The government said there are around 20 to 30 active promoter organisations, some based offshore and hiding behind complex corporate structures.

Moreover, it added, most of the tax avoidance schemes they promote “do not work”, and the taxpayers who enter them often end up paying large sums of money in tax bills for the tax they always owed, as well as having already paid the “substantial” fees to scheme promoters or other intermediaries.

The suggested rules will mean that those who receive a stop notice, which HMRC issues to a promoter telling them to stop selling a scheme, and continue to sell the scheme would be committing a criminal offence.

“The message for promoters is a clear one: under these proposals if a promoter continues to promote a scheme covered by a stop notice they will be committing a criminal offence and could face prosecution,” the government said.

The new rules proposed also include speeding up HMRC’s ability to disqualify directors who promote tax avoidance schemes.

The rules would give HMRC the powers to disqualify directors following a winding-up of the company in the public interest, as well as disqualifying a director of a ‘live’ company.
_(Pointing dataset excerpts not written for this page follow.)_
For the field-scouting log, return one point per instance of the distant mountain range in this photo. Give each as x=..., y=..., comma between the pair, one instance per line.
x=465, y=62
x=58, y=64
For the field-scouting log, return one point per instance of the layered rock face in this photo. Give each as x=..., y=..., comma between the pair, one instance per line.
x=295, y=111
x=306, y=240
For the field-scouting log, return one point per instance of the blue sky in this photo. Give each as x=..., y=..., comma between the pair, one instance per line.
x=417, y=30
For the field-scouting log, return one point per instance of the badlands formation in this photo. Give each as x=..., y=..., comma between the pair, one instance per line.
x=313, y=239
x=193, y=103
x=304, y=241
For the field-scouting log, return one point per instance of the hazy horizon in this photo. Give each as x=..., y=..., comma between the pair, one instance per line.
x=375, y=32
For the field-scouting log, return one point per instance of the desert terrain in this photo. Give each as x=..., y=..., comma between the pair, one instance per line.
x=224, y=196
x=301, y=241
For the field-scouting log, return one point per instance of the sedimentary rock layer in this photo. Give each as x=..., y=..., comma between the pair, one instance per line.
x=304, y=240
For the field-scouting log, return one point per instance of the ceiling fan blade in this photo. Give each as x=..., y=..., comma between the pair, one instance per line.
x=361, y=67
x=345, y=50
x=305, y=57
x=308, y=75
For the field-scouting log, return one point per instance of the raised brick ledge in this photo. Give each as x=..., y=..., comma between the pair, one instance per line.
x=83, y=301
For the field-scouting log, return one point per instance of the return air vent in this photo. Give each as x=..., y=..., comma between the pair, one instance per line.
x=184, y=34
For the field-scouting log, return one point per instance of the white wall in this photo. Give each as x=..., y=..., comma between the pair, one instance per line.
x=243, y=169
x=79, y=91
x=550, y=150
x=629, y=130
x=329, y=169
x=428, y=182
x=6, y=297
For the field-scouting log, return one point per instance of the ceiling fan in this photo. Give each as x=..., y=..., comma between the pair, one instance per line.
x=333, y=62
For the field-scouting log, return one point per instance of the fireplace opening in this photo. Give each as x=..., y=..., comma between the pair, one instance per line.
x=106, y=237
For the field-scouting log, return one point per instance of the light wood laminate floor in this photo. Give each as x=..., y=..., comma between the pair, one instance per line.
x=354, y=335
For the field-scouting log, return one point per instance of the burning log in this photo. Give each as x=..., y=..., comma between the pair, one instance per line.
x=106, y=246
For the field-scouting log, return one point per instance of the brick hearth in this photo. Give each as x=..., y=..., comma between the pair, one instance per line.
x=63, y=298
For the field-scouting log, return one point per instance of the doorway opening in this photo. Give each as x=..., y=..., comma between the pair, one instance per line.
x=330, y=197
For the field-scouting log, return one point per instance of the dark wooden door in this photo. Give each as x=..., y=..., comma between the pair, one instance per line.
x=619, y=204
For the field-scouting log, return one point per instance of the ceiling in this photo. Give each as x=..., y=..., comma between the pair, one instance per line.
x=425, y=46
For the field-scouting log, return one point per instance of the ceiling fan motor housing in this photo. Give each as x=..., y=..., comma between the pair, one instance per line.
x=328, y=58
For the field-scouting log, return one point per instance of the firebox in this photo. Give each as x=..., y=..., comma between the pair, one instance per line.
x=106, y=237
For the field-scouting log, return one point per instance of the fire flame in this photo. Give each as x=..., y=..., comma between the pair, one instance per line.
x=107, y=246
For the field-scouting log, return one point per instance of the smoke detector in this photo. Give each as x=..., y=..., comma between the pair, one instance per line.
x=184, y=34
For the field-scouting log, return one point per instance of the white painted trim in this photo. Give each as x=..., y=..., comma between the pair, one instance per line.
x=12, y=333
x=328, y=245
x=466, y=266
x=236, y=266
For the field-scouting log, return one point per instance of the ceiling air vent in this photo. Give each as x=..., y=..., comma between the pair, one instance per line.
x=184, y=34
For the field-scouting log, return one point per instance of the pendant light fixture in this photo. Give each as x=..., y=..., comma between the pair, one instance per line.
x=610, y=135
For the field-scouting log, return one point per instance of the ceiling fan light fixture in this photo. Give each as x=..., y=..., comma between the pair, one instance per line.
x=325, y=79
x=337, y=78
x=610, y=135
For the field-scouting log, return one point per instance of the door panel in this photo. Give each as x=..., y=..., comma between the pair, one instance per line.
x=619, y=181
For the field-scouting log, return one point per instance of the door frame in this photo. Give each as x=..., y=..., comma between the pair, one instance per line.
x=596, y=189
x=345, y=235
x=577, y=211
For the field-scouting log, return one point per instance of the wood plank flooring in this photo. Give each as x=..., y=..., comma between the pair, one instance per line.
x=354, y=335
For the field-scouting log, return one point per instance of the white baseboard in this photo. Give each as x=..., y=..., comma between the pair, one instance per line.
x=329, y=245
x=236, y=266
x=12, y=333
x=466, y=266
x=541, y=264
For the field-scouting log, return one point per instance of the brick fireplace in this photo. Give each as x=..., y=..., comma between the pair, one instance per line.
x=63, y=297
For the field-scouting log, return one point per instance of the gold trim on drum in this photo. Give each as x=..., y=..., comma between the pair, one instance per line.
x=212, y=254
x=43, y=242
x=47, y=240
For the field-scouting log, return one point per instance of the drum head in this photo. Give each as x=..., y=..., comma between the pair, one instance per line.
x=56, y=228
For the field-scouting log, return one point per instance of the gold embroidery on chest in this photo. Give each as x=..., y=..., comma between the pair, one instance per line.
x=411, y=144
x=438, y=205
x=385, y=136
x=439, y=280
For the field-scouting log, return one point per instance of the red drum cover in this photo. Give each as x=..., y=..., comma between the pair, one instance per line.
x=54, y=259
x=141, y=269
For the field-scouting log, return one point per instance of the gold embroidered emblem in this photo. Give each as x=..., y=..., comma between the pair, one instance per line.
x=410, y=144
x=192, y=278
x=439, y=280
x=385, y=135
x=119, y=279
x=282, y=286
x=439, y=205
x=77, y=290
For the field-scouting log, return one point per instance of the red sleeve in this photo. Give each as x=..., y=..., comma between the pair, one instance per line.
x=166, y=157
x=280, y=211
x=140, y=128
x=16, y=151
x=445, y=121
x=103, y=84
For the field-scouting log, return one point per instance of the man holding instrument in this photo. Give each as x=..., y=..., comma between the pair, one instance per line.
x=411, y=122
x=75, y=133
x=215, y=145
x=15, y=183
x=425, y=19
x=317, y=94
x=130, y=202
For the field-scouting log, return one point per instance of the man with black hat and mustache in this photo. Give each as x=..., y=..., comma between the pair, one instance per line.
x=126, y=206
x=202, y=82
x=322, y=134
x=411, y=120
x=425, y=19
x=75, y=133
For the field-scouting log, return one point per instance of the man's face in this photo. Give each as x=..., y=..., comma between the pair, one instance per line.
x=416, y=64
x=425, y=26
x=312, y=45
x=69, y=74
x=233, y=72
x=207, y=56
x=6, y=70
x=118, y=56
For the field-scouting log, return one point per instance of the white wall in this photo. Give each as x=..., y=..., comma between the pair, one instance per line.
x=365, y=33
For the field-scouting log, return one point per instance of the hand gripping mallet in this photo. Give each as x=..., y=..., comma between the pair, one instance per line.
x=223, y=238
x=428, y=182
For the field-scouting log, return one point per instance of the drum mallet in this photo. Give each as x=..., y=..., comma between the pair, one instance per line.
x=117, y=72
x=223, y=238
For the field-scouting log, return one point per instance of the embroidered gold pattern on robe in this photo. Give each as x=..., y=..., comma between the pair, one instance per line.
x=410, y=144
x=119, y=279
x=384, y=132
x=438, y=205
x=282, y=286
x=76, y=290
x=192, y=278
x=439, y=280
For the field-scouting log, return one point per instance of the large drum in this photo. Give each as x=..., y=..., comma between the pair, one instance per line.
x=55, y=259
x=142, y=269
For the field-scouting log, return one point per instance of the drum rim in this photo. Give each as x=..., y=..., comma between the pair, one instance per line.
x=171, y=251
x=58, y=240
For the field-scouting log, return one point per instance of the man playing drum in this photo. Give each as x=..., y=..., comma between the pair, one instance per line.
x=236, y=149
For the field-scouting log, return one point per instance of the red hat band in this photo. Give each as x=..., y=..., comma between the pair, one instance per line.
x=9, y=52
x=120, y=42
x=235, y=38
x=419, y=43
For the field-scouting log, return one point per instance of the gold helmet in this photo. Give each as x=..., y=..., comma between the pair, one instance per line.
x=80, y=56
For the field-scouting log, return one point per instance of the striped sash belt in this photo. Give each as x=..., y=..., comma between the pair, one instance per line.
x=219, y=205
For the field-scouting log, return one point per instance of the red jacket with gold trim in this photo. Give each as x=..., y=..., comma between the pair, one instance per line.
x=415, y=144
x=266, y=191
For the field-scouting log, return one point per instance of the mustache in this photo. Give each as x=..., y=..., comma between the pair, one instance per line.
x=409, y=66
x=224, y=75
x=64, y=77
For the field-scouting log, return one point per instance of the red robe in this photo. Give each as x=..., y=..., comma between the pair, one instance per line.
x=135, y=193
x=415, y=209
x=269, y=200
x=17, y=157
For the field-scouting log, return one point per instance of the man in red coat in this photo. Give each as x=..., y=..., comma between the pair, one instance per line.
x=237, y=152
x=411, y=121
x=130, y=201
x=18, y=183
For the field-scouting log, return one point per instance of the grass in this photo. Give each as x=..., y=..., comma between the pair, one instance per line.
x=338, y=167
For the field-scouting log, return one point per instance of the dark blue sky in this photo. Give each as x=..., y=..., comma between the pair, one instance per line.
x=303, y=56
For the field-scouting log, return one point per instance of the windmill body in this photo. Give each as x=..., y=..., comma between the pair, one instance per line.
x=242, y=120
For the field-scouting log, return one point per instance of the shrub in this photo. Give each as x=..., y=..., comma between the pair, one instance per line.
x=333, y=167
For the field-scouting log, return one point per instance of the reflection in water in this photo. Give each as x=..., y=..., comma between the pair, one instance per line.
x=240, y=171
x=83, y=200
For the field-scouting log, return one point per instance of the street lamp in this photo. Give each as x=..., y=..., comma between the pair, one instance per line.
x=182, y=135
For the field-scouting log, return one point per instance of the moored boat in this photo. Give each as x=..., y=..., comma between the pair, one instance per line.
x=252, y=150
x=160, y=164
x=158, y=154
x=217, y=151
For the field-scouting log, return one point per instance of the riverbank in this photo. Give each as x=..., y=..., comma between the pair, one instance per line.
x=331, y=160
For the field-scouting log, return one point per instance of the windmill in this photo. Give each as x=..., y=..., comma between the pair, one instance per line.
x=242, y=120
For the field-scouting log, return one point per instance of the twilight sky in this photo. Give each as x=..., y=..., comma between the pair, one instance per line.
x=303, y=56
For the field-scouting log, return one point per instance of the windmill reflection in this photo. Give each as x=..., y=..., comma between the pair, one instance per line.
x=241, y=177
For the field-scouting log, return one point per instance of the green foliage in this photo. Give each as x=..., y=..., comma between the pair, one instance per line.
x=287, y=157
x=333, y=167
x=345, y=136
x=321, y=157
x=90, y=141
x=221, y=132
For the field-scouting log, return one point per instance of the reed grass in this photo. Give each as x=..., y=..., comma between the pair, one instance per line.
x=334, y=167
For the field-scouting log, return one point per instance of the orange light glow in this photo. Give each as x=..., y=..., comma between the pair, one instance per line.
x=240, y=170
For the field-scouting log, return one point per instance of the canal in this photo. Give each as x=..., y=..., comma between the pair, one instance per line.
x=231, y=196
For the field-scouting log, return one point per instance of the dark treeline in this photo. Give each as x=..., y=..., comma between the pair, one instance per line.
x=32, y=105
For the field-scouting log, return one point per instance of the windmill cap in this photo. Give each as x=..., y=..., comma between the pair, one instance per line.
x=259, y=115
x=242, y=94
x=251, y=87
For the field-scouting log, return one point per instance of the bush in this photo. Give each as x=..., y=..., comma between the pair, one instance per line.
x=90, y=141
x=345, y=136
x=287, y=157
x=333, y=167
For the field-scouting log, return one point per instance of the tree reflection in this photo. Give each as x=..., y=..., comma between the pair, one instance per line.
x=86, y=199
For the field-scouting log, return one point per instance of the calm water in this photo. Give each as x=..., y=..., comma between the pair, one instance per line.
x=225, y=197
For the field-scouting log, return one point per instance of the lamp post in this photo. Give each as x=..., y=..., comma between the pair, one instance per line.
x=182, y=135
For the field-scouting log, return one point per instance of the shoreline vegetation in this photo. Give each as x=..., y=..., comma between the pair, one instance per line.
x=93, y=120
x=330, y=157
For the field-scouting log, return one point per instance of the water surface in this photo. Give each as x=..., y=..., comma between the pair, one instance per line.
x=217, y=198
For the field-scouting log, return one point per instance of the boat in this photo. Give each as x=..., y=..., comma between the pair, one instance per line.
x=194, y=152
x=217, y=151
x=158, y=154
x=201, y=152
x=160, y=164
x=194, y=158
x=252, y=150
In the consultation, the government said currently there are a number of factors which can delay disqualification action being taken against the directors of a company involved in promoting tax avoidance, including the need to consider wider factors around the behaviour of the director, for example the failure to keep proper accounting records.

“This means that it is often difficult to apply [the rules] quickly to promoters of tax avoidance, even when it is important that HMRC can respond quickly to their activities because the longer the process takes, the longer the person behind the promotion has to sell avoidance schemes.”

Currently, HMRC must refer to the Insolvency Service for any potential director disqualification action.

Crawford Temple, chief executive of Professional Passport, said while HMRC and the government are full of good intentions to clamp down on avoidance, opening another consultation delays action and enforcement.